The companies that have promoted women into executive leadership or seen gender parity at high levels all have made a concerted effort to reach that point. Women in the Workplace 2017, an annual study of state of women in corporate America that is the product of a partnership between McKinsey & Company and LeanIn.Org, analyzed what companies can do to improve the rates of women working in upper management. The single biggest factor: Look at your company’s unique challenges and ways to address them.
Make a compelling case for gender diversity. Employees need to see that gender diversity is a priority for management, and they need to see data that demonstrates greater diversity is better for business.
Invest in more employee training. Offer unconscious bias training for employees, especially those involved in hiring, and ensure discriminatory behavior against women is dealt with quickly and appropriately.
Give managers the means to drive change. Make sure managers understand why gender diversity is important and have the ability to address it in their teams. Managers also frequently act as mentors, preparing and recommending employees for promotions, so ensure women have access to mentoring at equal rates.
Ensure that hiring, promotions and reviews are fair. Review these processes to ensure women and people of color are being recommended, considered and interviewed. Set measurable goals for hiring and promoting diverse candidates.
Give employees the flexibility to fit work into their lives. Women and men benefit from more generous parental leave and programs that make taking extended leave easier. For women, many of whom are the primary caretaker for children even while working full-time, such programs make achieving their best outcomes possible.
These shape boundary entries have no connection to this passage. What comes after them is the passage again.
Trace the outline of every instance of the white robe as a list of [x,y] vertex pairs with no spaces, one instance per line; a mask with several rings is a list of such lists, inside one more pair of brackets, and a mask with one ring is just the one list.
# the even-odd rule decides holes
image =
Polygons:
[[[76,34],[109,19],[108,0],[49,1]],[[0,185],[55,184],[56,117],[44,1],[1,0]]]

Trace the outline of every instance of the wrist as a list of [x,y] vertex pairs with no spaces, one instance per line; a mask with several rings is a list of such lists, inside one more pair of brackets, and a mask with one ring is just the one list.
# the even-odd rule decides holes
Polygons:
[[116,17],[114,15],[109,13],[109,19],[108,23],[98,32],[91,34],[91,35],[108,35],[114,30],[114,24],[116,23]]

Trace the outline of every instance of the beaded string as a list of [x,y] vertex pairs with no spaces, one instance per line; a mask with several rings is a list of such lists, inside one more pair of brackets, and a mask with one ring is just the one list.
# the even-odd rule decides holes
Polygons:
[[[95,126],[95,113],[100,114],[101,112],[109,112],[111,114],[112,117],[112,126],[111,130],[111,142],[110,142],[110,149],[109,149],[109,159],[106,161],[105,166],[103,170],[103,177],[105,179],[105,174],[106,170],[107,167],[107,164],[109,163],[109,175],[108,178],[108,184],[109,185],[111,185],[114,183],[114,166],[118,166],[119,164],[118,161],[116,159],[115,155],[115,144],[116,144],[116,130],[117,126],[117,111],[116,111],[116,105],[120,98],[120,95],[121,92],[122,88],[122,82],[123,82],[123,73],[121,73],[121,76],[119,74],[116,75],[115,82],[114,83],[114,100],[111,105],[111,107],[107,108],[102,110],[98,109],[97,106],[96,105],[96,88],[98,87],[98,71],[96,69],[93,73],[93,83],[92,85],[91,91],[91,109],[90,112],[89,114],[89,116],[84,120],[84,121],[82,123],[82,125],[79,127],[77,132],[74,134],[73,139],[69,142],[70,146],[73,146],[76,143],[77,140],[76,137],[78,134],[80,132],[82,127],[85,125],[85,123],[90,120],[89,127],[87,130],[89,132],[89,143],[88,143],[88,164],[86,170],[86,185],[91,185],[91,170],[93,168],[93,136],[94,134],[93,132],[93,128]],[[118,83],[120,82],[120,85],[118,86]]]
Focus on accountability and results. In addition to tracking gender representation in hiring, also look at disparities in external hiring, promotions, access to professional development and big growth opportunities. Set goals, track those goals and share the results with your employees, including areas where improvement is needed and how the company will make those improvements.
Preparing Women to Lead
Women can’t be promoted above middle management if they never make it to middle management in the first place — a problem many businesses in America experience.
In Women in the Workplace 2017, a report by McKinsey & Company and LeanIn.Org, researchers found the lack of women at the top in corporate America often starts much lower in the corporate ladder. The pipeline for male and female workers starts out similarly: 52 percent of entry-level employees are white men, and 48 percent are women.
As careers progress, however, fewer women are promoted. By manager level men make up 63 percent of the workforce, with women making up only 37 percent. More than 72 percent of vice-presidents are men (men of color make up 11 percent), and at the higher level about two-thirds of employees are white men, with men of color, white women and women of color comprising 12 percent, 18 percent and 3 percent, respectively.
Across Industries
What’s more, this pattern remains the same in every industry the report examined, from those that struggled to attract women at the entry level, such as automotive manufacturing, to health care, in which almost three-fourths of entry level workers were women. The pipeline is leaking — talent.
Causes
The report attributes the lack of promotion beyond entry level to a number of factors. They include lack of mentorship or advocates in the C-suite of a company, a belief that women are more likely to leave to focus on their families (which is not borne out by statistics) and a belief held by leaders in the organization that men and women are already treated equally and promoted fairly, which provides little incentive to make changes or look deeper into the gap.
A Way Forward
The international Pricewaterhouse-Cooper Gender Advisory Council released a report in 2008 with suggestions for change, including setting targets for retaining and promoting women; examining unconscious bias among processes and leaders; providing mentoring and development opportunities for women starting early in their careers; being transparent in the hiring and promotion processes; including a minimum number of women candidates for leadership appointments; and, at the heart of it, recognizing that diversity of all types contributes to a stronger organization.
For the employees themselves, the report suggests setting professional goals, both short- and long-term, and recognizing what you need to do and what you need your organization to do; making effective use of mentors and training opportunities; and be supportive of other women.